More Drilling, Less Experience
Investigations into the 2010 Deepwater Horizon disaster point to a series of mistakes, including a failed blow-out preventer and results of a key test that managers ignored.
But investigations by the U.S. Department of the Interior and a presidential commission also point to an issue that has received much less attention: there was a reorganization of personnel on the rig just before the accident. While the new crew leaders had years of experience, they were new to their positions.
"When the Deepwater Horizon exploded, no one in the BP engineering team had been on the job for more than six months," says John Konrad, a former drill ship captain and co-author of Fire on the Horizon: The Untold Story of the Gulf Oil Disaster.
Konrad says such staffing reorganizations are becoming more common. Around the globe, as more huge drill ships like the Deepwater Horizon are built to take advantage of high oil prices, companies have had difficulty finding enough experienced workers.
"It only takes a year to build a billion-dollar ship," Konrad says. "But it takes 10, 20, 30 years to build a billion-dollar captain who's going to navigate and command the ship."
And just as demand for more experienced workers is rising, their numbers are declining. A survey by Schlumberger Business Consulting finds that 22,000 experienced geoscientists and engineers will leave the field by 2015.
While workers currently rising through the ranks will replace many retirees, the survey shows a quarter of those positions will be filled by much younger workers with less experience.
An 80s Bust, Reverberating Today
The oil bust of the 1980s helps explain the demographic shift in the industry. As crude prices plummeted from $35 a barrel to $10, companies laid off workers and, in many cases, stopped hiring.
Three decades later, those staffing changes have left an age gap in the industry's workforce.
A growing number of training programs are attracting new potential workers who hope to fill that gap.
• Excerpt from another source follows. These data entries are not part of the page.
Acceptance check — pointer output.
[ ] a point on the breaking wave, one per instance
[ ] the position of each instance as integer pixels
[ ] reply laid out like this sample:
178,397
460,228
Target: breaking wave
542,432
Marvin Harris, a student at Lone Start Corporate College outside of Houston, hopes to transition from a warehouse job to a position in the oil industry.
"There's always opportunities in the oil field to move up, move around, see different countries and travel," Harris says. "I love to travel, and in the oil industry you get to travel quite a bit."
George King, an instructor at Lone Star, spent a career as a mechanical engineer in the oil and gas industry before turning to teaching.
"A significant amount of technology, expertise and knowledge — know-how — is leaving the industry," King says. "So those of us that are ending our careers in industry are coming back into education, because we have a story to tell — and we have skills and experiences that can be relayed through teaching."
The question for the industry now is whether expertise, once developed over a decade or more on the job, can be taught in classrooms in a matter of months.
Concerns Over Safety
Another concern for many industry observers: if transitioning from a workforce with decades of experience to one that's just getting its bearings will compromise safety.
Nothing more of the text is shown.